The term “Chesapeake” has been applied to a basic house form prevalent within the Western and Eastern Shore regions from the period of early settlement through the eighteenth century. In early Maryland it appeared as a one-story-and-loft frame dwelling of either one or two rooms, with a steeply pitched gable roof. Its design and construction were based upon English vernacular building traditions adapted to suit local conditions, both material and economic. It encompassed heavy timber framing joined by mortise and tenon, with a large chimney at one or both ends. The posts of the earliest dwellings were earthfast or “post in the ground” as at Sotterley. This modest dwelling form suited the region, rich in timber. The region was poor in skilled labor, however, and a simpler and more expediently built variation evolved with lighter framing members, with common rafters half-lapped and held by pegs or nails to a “false plate” resting on top of the joist ends, eliminating the need for complex mortise-and-tenon joinery. This simplified version was often referred to as the “Virginia House,” although it appeared throughout the Chesapeake region.
The plan generally consisted of a multipurpose “hall” adjoining a smaller and more private “parlor.” In most cases the rooms were arranged side by side, although some were placed back to back with a shared chimney, as at Maidstone. Space needs were supplemented by separate dependencies such as a kitchen, dairy, meat house, and slave house. Small individual buildings were more easily built, but the separation can also be attributed to factors such as climate and social segregation; heat generated by certain household functions were thus isolated, as were nonfamily members, particularly enslaved workers. The form likewise appeared in urban areas, embraced by the working classes in houses such as Hogshead into the nineteenth century.

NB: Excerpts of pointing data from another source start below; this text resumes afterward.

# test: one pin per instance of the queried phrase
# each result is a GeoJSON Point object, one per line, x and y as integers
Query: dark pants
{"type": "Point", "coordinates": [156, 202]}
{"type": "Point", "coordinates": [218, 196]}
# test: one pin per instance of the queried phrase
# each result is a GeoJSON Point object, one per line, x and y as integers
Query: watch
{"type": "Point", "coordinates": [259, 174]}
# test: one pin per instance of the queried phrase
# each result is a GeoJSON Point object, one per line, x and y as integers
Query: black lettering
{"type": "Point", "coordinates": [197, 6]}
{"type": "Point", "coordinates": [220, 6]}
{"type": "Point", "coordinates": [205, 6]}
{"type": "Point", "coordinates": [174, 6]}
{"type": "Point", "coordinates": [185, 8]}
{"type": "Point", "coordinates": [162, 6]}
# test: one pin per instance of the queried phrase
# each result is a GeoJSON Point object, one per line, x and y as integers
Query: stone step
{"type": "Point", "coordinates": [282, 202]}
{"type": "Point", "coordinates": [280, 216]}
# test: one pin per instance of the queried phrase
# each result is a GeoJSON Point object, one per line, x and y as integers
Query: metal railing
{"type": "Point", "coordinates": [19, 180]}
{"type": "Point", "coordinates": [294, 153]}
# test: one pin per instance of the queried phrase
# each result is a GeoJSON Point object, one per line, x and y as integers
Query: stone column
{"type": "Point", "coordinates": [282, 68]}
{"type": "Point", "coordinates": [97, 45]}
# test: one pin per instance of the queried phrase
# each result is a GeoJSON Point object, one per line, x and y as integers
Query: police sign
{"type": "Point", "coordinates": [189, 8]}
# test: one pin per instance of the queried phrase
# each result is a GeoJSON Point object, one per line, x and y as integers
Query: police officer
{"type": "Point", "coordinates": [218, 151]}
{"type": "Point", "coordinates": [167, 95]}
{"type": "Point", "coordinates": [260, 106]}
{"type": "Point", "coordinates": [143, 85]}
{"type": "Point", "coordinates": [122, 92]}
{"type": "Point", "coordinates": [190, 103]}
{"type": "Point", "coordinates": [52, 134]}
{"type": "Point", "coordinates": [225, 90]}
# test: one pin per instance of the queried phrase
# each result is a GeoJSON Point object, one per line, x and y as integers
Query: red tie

The Chesapeake house eventually expanded to include a passage mediating between various public and private spaces. By the mid-eighteenth century a three-room-and-passage plan emerged, as at the Thomas houses Clifton and Cherry Grove, followed by a four-room-and-center-passage plan, as well as a gambrel-roofed variation and more permanent brick or stone construction such as Pemberton Hall. Separate kitchen buildings were sometimes later attached to the main block by a hyphen as at Wyoming. Having served many generations, the early Chesapeake house finally fell out of favor with the emergence of the Georgian mode of architecture.